Differences
I never realized how your friends are the frame that holds the picture of who you are. I don’t know who I am here.
Flip’s world turns upside down when his parents divorce and he is uprooted from the only home he’s ever known. When a child lives in one place surrounded by people who know their story and are familiar with their family, they have less occasion to explain and therefore scrutinize their own family make up. Flip’s friends most probably no longer even notice that Flip doesn’t look like the rest of his family. While many kids in the San Francisco Mission District are growing up in families that speak Spanish as a first language, Flip’s Latino friends will have known from an early age that, although Flip looks like them, he does not speak Spanish. Perhaps at an early age that would have been noteworthy, but with time it just becomes a part of who Flip is to them.
Moving to a place where most of the people around him are strangers and do not know his story heightens Flip’s awareness of both his color and his ethnicity. Being the only person of color in his family draws attention almost everywhere he goes. People are curious and at times insensitive about how they satisfy their curiosity. Certainly in our family, and in other transracial adoptive families I know, the questions that strangers felt free to ask about our youngsters, regardless of the fact our kids may have been present, served to make our children aware that there was something ‘different’ about their family and them.

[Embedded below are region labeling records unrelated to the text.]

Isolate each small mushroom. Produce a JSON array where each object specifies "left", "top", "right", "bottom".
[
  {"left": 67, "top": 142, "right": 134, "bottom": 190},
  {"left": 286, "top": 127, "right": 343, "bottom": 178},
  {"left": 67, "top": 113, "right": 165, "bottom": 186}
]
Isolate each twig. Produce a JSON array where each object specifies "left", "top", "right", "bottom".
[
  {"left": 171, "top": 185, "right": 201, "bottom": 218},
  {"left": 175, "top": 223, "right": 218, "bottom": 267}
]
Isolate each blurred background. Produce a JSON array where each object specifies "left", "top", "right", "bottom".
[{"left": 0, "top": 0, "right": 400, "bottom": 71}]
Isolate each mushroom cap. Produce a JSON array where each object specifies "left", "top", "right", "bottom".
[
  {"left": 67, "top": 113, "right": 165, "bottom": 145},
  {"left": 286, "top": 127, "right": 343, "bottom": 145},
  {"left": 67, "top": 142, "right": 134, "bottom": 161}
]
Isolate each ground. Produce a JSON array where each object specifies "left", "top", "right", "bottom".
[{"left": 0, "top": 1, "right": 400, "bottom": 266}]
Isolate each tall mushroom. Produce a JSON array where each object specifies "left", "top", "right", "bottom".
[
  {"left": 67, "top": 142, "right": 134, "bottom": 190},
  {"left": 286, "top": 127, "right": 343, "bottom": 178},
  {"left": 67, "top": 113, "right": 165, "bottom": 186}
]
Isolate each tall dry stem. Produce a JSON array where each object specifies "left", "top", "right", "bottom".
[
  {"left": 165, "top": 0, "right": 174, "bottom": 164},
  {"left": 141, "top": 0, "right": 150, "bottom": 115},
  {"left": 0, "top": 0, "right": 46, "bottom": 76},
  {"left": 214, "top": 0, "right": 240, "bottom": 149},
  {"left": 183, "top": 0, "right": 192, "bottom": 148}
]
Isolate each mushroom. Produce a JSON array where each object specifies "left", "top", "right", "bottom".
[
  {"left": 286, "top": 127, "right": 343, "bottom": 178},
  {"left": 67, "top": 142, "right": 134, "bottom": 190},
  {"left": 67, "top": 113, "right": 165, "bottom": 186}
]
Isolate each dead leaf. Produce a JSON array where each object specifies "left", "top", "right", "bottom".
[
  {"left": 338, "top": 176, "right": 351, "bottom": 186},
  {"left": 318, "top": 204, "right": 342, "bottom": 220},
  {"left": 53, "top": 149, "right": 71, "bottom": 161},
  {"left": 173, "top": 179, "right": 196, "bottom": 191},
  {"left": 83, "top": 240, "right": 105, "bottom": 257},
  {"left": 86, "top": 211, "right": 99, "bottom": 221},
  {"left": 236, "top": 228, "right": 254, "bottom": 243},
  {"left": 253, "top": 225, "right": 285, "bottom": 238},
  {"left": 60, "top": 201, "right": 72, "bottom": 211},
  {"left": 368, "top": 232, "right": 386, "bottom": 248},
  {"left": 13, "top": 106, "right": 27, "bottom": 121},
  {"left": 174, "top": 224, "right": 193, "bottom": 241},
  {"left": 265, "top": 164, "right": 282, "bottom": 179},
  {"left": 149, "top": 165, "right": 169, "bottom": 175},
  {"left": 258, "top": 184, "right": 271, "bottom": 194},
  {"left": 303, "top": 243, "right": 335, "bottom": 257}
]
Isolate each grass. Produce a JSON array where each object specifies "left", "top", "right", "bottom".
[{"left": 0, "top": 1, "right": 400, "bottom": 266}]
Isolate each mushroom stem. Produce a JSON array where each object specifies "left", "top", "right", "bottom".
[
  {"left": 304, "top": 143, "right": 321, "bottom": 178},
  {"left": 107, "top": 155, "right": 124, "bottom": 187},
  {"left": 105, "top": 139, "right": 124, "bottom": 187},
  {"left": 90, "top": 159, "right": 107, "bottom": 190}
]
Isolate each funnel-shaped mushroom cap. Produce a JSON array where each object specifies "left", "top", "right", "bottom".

“Where did you get her?” “Was it really expensive to bring him home?” “Where was she born?” Or when introduced to a sibling of a different race, “Oh, are they real siblings?” “Oh he’s so cute, did you get more than just one?”
Of course being different is something we should celebrate but as we see now more than ever, in this country it is often something that brings shame and negative attention. When Flip is uprooted from his home and community and finds himself in a school where he knows no one, and a town where most of the people in the grocery store do not look like him, his awareness of both his color and his differences become highlighted every day. And so his sense of self begins to crumble and shift. Everyday he must define himself to those around him which leads him to question the aspects about himself and his family that he once took for granted.
My child noticed how different she was when we placed her in a pre-school where all the little kids in the dress-up corner were blond-haired, blue-eyed or fair skinned and brunette. Even when our children don’t talk about it with us, each time they enter a new situation they are aware of how their family is different from someone else’s family, or how they may be the only brown person in a room. Although it can be a difficult conversation, and parents worry about discussing something they believe their children don’t think about, opening the door to this kind of a conversation indicates to your child that you are willing to go there with them when they are ready.
DISCUSSION QUESTIONS
1. Have you ever had to change schools or the town in which you lived due to your parents’ separating, or a family move? How was that for you?
2. Did the color of your skin or your ethnicity play a role in making new friends and fitting in to your new school/town?